IRL versus URL

Give me IRL every time over URL. IRL is an acronym for ‘In Real Life’ where URL represents the Internet where addresses are called URLs (Uniform Resource Locators – which I had to look up for this blog).

When a pandemic suspends face to face engagements, an abundance of on-line interactions and connections backfill the void. That is a good thing with transactional experiences such as online shopping, Zoom conferences, and online banking. We are now attempting to replace transformative experiences digitally, experiences that cause our lives to be different or better in a significant manner. Visiting the Sistine Chapel, attending a family member’s wedding, or rafting the Colorado River should not be digital experiences.

Attending college was always a real-life transformative experience, today it can be an online transactional one. The 4 years of living in a college community provide the most concentrated area for a young adult’s development. Regardless of what courses are studied, a transformational experience involving growth, new insight, and perspective, creates a new person more experienced in life. Attending college through an online experience, focuses on the skill or book knowledge.

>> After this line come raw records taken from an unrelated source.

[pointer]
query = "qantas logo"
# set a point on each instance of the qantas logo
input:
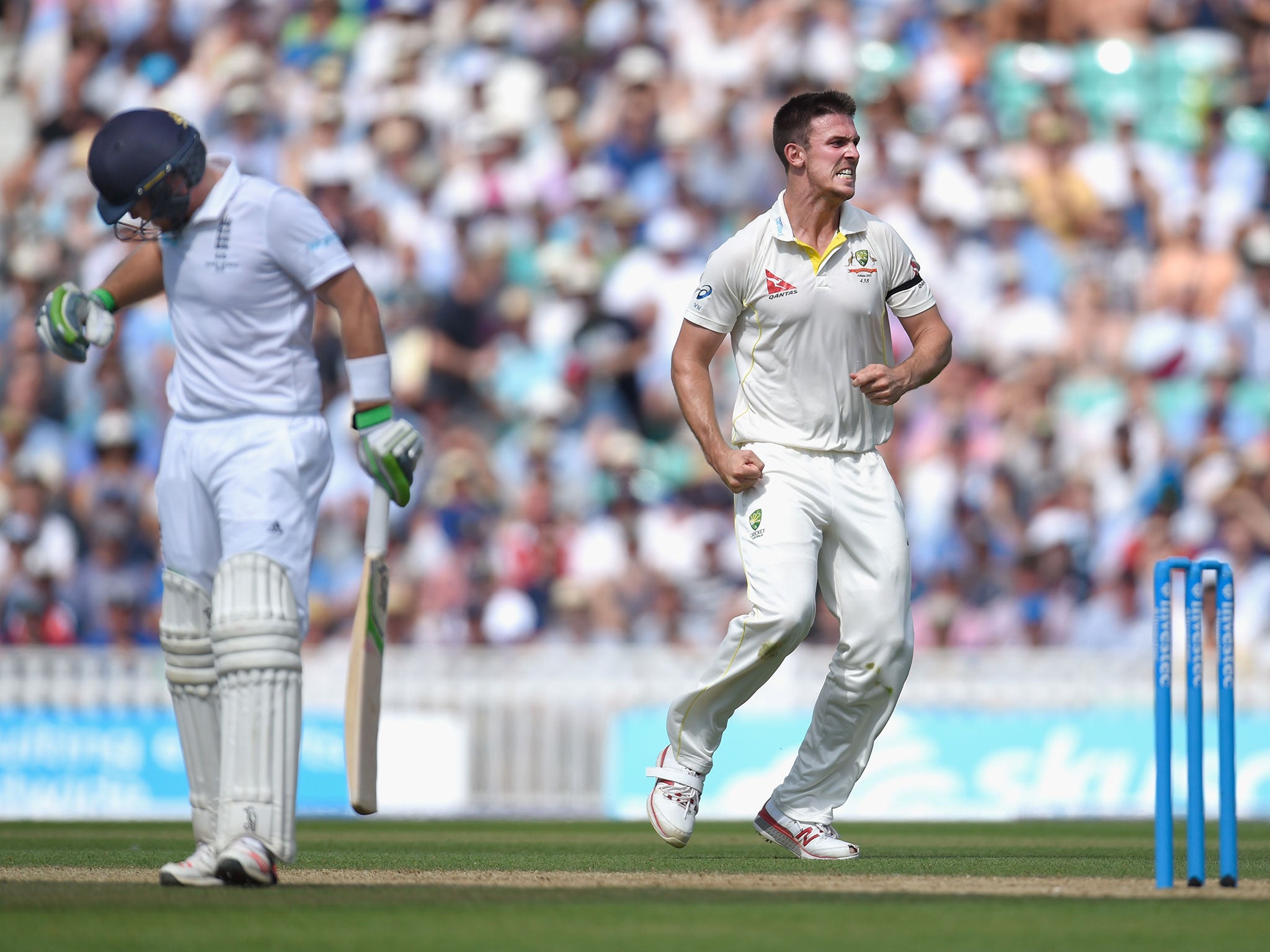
(779, 287)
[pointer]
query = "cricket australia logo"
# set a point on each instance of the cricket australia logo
(756, 521)
(223, 248)
(866, 266)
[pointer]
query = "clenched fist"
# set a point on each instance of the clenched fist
(881, 384)
(738, 469)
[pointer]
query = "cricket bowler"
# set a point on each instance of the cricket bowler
(803, 291)
(244, 459)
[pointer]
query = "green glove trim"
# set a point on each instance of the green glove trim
(58, 319)
(107, 299)
(401, 488)
(370, 418)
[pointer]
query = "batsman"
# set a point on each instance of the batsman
(803, 293)
(244, 461)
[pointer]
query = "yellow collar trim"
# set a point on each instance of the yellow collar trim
(817, 258)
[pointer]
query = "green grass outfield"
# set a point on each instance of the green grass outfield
(558, 886)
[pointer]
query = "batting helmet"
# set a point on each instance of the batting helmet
(135, 155)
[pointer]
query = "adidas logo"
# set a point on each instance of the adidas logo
(779, 287)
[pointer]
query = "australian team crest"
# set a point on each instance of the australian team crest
(756, 519)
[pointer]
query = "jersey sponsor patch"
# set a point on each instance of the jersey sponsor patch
(863, 258)
(778, 287)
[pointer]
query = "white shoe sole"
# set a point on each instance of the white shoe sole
(673, 839)
(778, 835)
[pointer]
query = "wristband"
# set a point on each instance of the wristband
(106, 298)
(368, 418)
(370, 379)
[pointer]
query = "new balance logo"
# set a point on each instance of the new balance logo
(779, 287)
(807, 835)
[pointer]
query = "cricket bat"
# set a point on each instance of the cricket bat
(366, 662)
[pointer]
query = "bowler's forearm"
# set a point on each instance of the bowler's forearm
(695, 391)
(933, 350)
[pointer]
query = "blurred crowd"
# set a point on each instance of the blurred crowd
(531, 188)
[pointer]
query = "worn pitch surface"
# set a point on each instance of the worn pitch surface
(366, 884)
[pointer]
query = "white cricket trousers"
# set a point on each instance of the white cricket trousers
(244, 484)
(813, 516)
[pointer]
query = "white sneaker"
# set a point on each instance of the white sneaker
(807, 840)
(196, 870)
(247, 862)
(672, 806)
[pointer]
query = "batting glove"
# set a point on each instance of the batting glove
(388, 450)
(70, 320)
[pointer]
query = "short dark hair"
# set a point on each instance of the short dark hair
(794, 118)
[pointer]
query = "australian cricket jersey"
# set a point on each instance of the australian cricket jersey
(802, 323)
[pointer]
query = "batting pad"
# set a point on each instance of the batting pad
(255, 639)
(187, 648)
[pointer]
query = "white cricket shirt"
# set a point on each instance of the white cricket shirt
(802, 324)
(239, 280)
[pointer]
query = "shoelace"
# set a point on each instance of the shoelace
(689, 798)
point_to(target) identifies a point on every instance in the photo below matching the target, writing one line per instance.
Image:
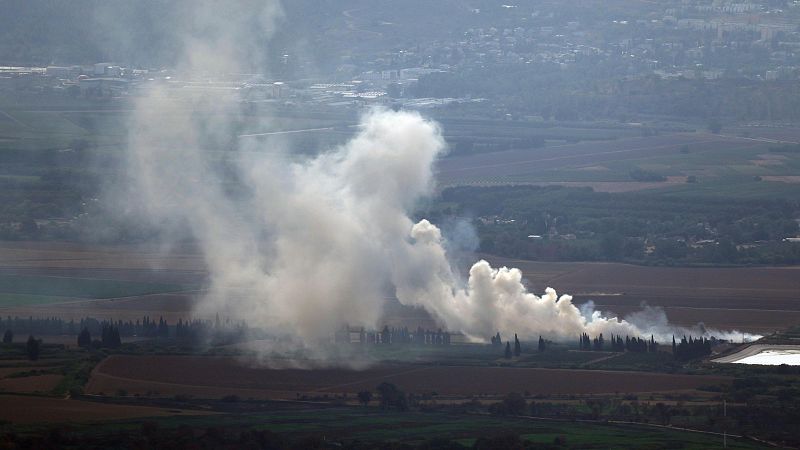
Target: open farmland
(754, 299)
(607, 165)
(216, 377)
(28, 410)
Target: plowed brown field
(216, 376)
(27, 409)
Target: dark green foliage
(392, 397)
(85, 338)
(33, 348)
(110, 337)
(364, 397)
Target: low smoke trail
(304, 246)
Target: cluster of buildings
(396, 336)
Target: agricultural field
(22, 410)
(217, 377)
(606, 166)
(370, 425)
(754, 299)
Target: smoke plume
(305, 245)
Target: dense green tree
(33, 348)
(364, 397)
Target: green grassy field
(28, 290)
(372, 424)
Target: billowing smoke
(303, 246)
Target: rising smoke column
(305, 246)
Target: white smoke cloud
(305, 246)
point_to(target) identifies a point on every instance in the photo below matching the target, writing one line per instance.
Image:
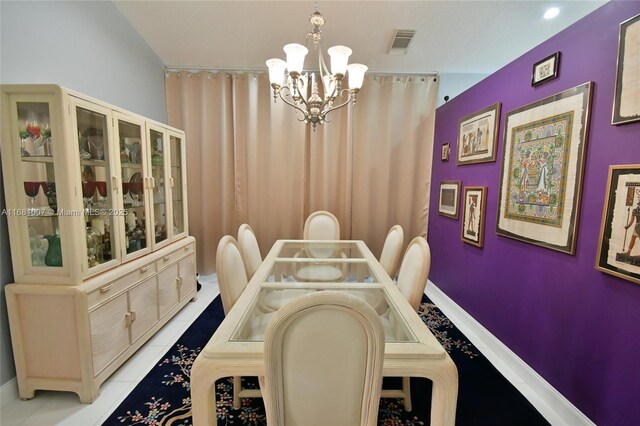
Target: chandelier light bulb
(295, 57)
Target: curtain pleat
(249, 160)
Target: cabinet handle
(129, 318)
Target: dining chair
(249, 248)
(412, 280)
(232, 280)
(321, 225)
(392, 250)
(323, 362)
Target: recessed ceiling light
(551, 13)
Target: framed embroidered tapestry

At the end of the course, the student is the same person, or nearly the same, just with a new skill set or accreditation.

In business, transactional experiences and conversations yield customers while transformational experiences and conversations yield clients. It is difficult to be strategic through digital interactions. In 1990, United Airlines had an iconic black and white commercial, “Our Customer Fired Us.” The spot has Ben, a boss, sharing with his team the fact that a twenty-year customer and old friend “fired us” which came as a complete surprise. His message is blunt and compelling, the company is losing touch with its clients. It must reinvigorate its lifeblood of relationships by seeing them in person. That was 1990 with the lamenting of faxes and phone calls, in today’s e-everything age, it is even more widespread. I know when I use Zoom, I struggle to read the room or see my audience’s body language.

Humans need humans to feel human. We can’t lose touch with people. We thrive in community with others. Digital communities are curated and based on preferences; real life communities are based on presence. Human connection is an energy exchange between people who are paying attention to one another. It is how we understand and support each other and be understood and supported ourselves. Throughout our day, there are many moments that call for transformative actions that are both outwardly and inwardly valuable. For example, being an active listener at work or home will allow the other to be heard and cultivating our virtues of patience and humility; cheerfully greeting a stranger brightens their day and keep us from being self-absorbed.

Our culture is supplanting community with connectedness, and they are not the same. We want to believe that connecting with someone virtually is just as powerful as connecting with someone in person, but it is not true. A study at Duke found that Americans had one-third fewer friends and confidants than they had two decades ago. University of Michigan researchers found that today’s college students are less empathetic than those of past generations. Online connections do not nurture a relationship. A Twitter feed can’t visit us in a hospital, nor can a cell phone hug us when we grieve. Real-life can be messy. Real-life has no pause, rewind, or reset buttons.

“I define connection as the energy that exists between people when they feel seen, heard and valued; when they can give and receive without judgement; and when they derive sustenance and strength from the relationship.” – Brene Brown, American professor, lecturer, author

Facebook changed its company name to Meta, a focus on building their “metaverse.” Metaverse is a term coined by Neal Stephenson in his 1992 novel Snow Crash, where it referred to a 3D world inhabited by avatars of real people. A virtual world connecting practically anything—work, play, concerts, trips, or just hanging out with friends or family. This is apparently the next step after streaming “watch” and “listen” parties and online gaming communities. However, life is not a pattern to be engineered or an algorithm to be extrapolated, it is a reality to be experienced.

Living in a URL driven world is not Christ-centric. When we allow ourselves to be caught up in superficial information and virtual reality, it can consume the precious time we have available to do God’s work. We can become indifferent to the human suffering of our brothers and sisters. The first time God ever said something was “not good,” he made this declaration: “It is not good for man to be alone” (Genesis 2:18). Jesus stated, “For where two or three are gathered together in my name, there am I in the midst of them” (Matthew 18:20). Gathering was Jesus’ idea, not ours. The church that Jesus initiated and ordained, the early church, survived by gathering in person.

The digital space enables more opportunities for spiritual encounters, such as chat groups with pastors, online sermons, and religious content on social media. These transactional occasions are complementary and make the experience of those already involved in a community richer. The digital movement cannot replace the physical experience of the church. Going to church is transformational, it moves us from being a consumer to being a contributor. We go to serve, not be served.

Consider Matthew the tax collector and Simon the zealot. In a digital world they would have blocked or unfriend/unfollowed each other. However, being a disciple of Jesus, they were called together into community. Only when we are truly together, in flesh and blood, are we able to really carry out the dozens of “one another” listed in the New Testament- Bear one another’s burdens, Encourage one another, Welcome one another, Forgive one another, Serve one another, Pray for another and yes, Love one another.